One surprise of the strike here is that it involves laborers whose wages appear to have already roughly doubled in the last five years: blue-collar workers in export factories in the Pearl River delta region around Hong Kong.

By contrast, the wages of young college graduates have actually declined in recent years as China has rapidly expanded its universities and built new ones, creating a surplus of more highly educated workers.

The president of a big Chinese corporation, who insisted on anonymity because of the sensitivity of labor issues, said that his company paid 4,000 renminbi a month a decade ago for recent graduates with computer science degrees, which is $585 at current exchange rates, and only 3,500 renminbi now.
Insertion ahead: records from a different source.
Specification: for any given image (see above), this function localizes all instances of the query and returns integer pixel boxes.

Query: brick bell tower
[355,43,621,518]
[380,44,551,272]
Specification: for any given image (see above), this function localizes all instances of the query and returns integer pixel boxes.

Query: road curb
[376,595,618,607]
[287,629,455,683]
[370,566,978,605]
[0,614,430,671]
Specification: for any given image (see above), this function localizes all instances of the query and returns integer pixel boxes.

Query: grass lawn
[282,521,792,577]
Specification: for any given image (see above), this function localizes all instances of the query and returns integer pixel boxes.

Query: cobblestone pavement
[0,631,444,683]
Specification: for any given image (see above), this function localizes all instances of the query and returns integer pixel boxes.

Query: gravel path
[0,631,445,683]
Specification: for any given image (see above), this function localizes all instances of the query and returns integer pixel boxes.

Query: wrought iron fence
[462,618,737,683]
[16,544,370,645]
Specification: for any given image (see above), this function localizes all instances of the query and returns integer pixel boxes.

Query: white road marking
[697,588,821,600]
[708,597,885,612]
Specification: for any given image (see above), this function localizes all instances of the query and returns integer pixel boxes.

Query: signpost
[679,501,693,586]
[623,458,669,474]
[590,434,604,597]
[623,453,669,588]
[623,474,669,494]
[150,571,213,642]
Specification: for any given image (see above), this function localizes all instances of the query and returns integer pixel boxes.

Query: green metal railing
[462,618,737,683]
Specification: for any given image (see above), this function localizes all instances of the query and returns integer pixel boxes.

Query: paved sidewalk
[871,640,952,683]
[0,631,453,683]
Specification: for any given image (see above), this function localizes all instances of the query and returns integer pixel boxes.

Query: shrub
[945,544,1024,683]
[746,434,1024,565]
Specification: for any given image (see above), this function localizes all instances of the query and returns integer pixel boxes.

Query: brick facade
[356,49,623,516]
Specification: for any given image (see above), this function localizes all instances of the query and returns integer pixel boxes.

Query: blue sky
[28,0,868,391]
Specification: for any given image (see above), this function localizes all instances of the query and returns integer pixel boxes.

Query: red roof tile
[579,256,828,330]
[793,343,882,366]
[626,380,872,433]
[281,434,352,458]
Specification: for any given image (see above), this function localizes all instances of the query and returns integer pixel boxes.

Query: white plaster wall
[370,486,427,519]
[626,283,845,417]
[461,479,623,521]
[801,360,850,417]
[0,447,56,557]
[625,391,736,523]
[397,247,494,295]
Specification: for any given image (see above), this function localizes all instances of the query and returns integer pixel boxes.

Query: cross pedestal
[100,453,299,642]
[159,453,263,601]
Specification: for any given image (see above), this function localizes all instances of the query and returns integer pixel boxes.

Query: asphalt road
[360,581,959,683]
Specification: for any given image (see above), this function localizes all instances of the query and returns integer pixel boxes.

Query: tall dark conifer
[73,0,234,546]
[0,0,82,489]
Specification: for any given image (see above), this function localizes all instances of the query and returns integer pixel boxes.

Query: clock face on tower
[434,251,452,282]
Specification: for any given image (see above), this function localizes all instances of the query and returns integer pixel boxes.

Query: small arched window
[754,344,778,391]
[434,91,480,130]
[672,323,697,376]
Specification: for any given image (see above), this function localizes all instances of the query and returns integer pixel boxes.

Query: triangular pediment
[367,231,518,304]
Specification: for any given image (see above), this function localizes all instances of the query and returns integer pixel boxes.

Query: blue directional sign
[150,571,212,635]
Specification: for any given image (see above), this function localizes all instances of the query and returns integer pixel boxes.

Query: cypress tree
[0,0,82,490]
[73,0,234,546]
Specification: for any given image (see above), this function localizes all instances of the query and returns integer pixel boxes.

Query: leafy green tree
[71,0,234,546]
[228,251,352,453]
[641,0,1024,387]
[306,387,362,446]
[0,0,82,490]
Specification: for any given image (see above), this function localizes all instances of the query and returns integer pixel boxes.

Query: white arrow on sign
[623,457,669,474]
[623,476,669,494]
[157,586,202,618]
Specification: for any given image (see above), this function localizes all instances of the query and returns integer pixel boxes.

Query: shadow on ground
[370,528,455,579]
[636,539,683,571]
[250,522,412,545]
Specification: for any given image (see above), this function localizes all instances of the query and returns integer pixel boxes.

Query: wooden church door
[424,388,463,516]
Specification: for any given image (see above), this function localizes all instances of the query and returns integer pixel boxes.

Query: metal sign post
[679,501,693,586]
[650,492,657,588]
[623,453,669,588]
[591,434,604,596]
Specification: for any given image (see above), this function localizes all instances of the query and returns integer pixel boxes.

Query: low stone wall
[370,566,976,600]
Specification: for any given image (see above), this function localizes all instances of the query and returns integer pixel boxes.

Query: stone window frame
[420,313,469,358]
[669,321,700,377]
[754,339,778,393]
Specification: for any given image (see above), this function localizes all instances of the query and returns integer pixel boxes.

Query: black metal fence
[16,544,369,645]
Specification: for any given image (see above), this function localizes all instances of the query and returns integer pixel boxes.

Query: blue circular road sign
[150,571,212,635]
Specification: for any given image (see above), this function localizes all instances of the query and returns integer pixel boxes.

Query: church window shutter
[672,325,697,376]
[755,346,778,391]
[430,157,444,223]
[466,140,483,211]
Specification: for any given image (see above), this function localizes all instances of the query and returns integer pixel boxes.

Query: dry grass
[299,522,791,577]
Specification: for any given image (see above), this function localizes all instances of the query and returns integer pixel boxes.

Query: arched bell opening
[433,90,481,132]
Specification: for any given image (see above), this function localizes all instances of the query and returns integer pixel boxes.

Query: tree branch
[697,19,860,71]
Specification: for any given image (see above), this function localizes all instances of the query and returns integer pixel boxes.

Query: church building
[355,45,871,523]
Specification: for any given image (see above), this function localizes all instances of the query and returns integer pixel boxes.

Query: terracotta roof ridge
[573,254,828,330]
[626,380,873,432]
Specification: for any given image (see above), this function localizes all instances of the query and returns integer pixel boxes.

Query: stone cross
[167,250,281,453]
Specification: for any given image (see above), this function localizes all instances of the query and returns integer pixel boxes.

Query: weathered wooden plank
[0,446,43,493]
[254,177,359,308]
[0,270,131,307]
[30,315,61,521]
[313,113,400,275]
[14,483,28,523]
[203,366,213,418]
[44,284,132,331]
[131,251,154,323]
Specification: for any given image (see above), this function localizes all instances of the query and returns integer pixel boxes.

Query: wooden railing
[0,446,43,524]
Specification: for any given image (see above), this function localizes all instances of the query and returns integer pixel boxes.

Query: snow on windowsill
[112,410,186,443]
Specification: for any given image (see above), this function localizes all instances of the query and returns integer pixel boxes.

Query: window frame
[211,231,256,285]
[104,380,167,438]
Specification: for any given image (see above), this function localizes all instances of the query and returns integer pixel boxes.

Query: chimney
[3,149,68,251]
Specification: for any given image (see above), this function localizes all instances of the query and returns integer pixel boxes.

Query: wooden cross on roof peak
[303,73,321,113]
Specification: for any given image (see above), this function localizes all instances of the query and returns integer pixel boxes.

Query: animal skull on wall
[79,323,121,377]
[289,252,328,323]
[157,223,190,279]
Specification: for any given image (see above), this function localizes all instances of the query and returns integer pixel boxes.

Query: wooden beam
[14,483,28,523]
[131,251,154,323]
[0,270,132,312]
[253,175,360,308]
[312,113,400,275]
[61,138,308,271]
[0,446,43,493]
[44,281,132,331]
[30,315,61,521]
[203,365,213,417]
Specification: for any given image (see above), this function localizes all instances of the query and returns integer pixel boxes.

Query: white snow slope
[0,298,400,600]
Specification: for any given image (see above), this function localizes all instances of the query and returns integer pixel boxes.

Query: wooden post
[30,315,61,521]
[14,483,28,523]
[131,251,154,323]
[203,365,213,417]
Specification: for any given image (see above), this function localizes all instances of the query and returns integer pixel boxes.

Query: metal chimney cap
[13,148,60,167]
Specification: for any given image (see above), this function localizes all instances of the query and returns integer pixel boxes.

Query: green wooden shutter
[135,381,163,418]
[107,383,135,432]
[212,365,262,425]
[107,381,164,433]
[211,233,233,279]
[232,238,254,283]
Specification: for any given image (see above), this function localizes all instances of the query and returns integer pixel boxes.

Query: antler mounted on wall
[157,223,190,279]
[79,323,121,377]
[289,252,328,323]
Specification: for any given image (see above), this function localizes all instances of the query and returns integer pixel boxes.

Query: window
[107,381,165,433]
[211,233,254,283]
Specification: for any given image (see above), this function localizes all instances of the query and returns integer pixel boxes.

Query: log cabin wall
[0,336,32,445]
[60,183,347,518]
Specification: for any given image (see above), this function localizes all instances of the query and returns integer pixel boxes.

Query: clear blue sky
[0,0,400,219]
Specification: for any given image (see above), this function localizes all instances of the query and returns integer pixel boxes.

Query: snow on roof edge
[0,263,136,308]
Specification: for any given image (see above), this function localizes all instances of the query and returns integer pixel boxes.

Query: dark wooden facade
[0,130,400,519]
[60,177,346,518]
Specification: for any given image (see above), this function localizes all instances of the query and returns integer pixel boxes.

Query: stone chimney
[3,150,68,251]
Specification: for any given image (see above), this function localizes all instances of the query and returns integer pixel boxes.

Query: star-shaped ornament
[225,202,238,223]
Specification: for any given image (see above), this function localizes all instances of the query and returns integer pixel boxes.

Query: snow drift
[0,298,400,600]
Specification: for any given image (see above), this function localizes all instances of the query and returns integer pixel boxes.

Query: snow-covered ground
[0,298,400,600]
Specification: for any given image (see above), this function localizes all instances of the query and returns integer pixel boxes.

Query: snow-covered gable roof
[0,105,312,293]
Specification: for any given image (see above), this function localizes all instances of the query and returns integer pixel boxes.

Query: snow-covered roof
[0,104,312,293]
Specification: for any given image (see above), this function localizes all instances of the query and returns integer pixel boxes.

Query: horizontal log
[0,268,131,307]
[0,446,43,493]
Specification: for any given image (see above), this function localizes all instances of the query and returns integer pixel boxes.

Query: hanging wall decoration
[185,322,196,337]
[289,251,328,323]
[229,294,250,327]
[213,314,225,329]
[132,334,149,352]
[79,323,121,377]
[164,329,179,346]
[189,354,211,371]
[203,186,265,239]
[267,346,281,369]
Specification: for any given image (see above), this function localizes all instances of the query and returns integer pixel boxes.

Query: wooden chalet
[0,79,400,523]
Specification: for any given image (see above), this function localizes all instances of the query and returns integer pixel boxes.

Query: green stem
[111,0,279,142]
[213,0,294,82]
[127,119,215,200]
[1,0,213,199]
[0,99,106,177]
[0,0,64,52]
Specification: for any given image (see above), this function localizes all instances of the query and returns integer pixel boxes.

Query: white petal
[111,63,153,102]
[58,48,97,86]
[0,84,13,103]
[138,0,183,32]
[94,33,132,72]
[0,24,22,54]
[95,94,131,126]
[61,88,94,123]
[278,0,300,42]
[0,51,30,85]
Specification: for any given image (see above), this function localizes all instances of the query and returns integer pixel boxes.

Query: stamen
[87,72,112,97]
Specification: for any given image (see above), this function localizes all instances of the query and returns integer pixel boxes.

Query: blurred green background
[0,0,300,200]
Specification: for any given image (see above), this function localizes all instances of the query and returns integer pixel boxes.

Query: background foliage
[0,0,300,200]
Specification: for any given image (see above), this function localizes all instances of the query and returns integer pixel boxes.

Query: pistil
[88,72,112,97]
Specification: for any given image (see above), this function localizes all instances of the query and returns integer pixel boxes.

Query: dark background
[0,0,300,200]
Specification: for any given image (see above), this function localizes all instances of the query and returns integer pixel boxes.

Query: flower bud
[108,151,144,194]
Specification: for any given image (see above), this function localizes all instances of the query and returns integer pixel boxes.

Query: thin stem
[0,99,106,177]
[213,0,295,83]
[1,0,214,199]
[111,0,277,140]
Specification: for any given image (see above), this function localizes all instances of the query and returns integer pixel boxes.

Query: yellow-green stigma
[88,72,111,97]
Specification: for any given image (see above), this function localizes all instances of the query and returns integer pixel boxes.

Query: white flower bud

If anything, conditions are growing worse for new college graduates, not better. A survey in Beijing released earlier this month by the Communist Youth League Beijing Committee and the Beijing Youth Stress Management Service showed that a fifth of new college graduates with bachelor’s degrees and a tenth of graduates with master’s or doctoral degrees were willing to work for free in their first jobs because they despaired of finding paid work.

The government has tried to respond to the glut of college graduates by ordering state-owned enterprises to hire large numbers of them and try to find tasks for them to do. But these enterprises are increasingly expected to be profitable and have not absorbed all of the graduates, with the result that big cities in China have growing numbers of unemployed or low-paid college graduates.

These graduates are typically the only child in a family because of China’s one-child policy, and their families have frequently invested much or all of their savings in their educations.

Partly because so many young Chinese now go to university and partly because of a declining birth rate, the number of young Chinese available for factory work is falling far short of the demand from employers. That is producing higher wages for blue-collar workers and giving them leverage to demand even more, as the Honda strike shows.